Re: Simple postgresql.conf wizard

From: Gregory Stark <stark(at)enterprisedb(dot)com>
To: Tom Lane <tgl(at)sss(dot)pgh(dot)pa(dot)us>
Cc: "Dann Corbit" <DCorbit(at)connx(dot)com>, "Decibel!" <decibel(at)decibel(dot)org>, "Robert Haas" <robertmhaas(at)gmail(dot)com>, "Bruce Momjian" <bruce(at)momjian(dot)us>, "Mark Wong" <markwkm(at)gmail(dot)com>, "Heikki Linnakangas" <heikki(dot)linnakangas(at)enterprisedb(dot)com>, "Josh Berkus" <josh(at)agliodbs(dot)com>, "Greg Smith" <gsmith(at)gregsmith(dot)com>, pgsql-hackers(at)postgresql(dot)org
Subject: Re: Simple postgresql.conf wizard
Date: 2008-11-26 13:47:29
Message-ID: 87wseqppji.fsf@oxford.xeocode.com
Views: Raw Message | Whole Thread | Download mbox | Resend email
Thread:
Lists: pgsql-hackers

Tom Lane <tgl(at)sss(dot)pgh(dot)pa(dot)us> writes:

> "Dann Corbit" <DCorbit(at)connx(dot)com> writes:
>> I also do not believe that there is any value that will be the right
>> answer. But a table of data might be useful both for people who want to
>> toy with altering the values and also for those who want to set the
>> defaults. I guess that at one time such a table was generated to
>> produce the initial estimates for default values.
>
> Sir, you credit us too much :-(. The actual story is that the current
> default of 10 was put in when we first implemented stats histograms,
> replacing code that kept track of only a *single* most common value
> (and not very well, at that). So it was already a factor of 10 more
> stats than we had experience with keeping, and accordingly conservatism
> suggested not boosting the default much past that.

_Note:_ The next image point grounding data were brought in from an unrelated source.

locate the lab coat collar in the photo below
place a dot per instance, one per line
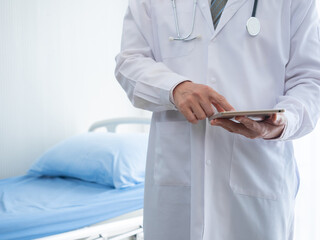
(231, 8)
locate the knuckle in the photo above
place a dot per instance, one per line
(220, 98)
(189, 98)
(196, 94)
(202, 117)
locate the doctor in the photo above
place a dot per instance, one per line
(221, 180)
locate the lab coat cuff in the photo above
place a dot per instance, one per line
(172, 89)
(287, 131)
(169, 97)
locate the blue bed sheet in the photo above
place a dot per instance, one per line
(33, 207)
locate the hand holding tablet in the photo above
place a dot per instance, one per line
(257, 115)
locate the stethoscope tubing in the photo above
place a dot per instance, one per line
(195, 2)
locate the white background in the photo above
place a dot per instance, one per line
(56, 78)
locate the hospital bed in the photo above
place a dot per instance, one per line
(37, 206)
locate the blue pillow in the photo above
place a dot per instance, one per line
(113, 159)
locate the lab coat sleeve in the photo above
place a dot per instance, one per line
(146, 81)
(301, 98)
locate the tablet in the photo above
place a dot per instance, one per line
(257, 115)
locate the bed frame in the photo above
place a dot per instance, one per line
(118, 229)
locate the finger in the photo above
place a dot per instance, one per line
(277, 119)
(233, 127)
(220, 102)
(189, 115)
(250, 124)
(198, 111)
(207, 108)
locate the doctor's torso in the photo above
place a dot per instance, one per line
(228, 58)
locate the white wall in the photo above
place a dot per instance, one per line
(56, 74)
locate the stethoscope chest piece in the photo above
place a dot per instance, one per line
(253, 26)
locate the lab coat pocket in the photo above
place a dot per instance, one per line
(166, 29)
(257, 168)
(172, 154)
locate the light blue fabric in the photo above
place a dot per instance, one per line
(33, 207)
(112, 159)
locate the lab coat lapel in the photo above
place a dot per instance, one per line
(231, 8)
(205, 10)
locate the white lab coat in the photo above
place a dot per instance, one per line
(203, 182)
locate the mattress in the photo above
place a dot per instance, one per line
(34, 207)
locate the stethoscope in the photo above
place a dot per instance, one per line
(253, 23)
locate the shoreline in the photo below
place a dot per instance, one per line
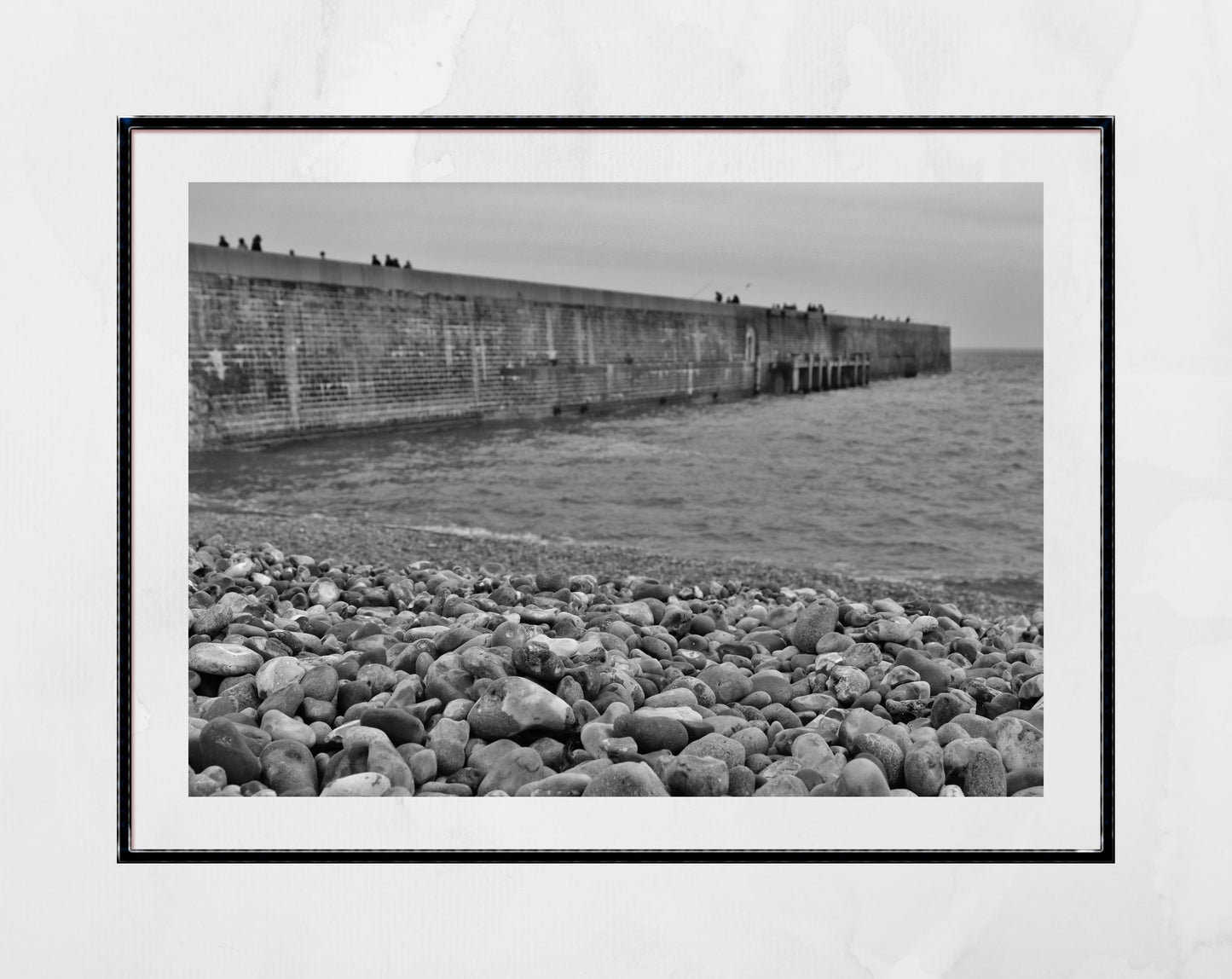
(356, 542)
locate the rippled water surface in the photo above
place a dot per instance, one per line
(923, 478)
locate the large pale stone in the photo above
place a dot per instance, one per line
(223, 658)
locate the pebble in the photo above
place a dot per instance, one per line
(499, 683)
(697, 776)
(626, 779)
(223, 660)
(224, 746)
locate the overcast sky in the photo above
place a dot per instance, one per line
(965, 256)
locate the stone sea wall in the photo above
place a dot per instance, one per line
(284, 348)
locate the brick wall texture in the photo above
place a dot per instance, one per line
(274, 359)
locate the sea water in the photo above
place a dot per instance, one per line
(934, 478)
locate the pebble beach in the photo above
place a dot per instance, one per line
(330, 657)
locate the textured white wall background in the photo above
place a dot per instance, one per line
(69, 69)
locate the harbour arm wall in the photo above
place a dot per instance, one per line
(284, 348)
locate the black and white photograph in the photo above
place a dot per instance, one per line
(738, 356)
(616, 490)
(508, 484)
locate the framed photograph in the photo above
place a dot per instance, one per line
(727, 461)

I think that's actually too little credit. The sample size is chosen quite
carefully based on solid mathematics to provide a specific confidence interval
estimate for queries covering ranges the size of a whole bucket.

The actual number of buckets more of an arbitrary choice. It depends entirely
on how your data is distributed and how large a range your queries are
covering. A uniformly distributed data set should only need a single bucket to
generate good estimates. Less evenly distributed data sets need more.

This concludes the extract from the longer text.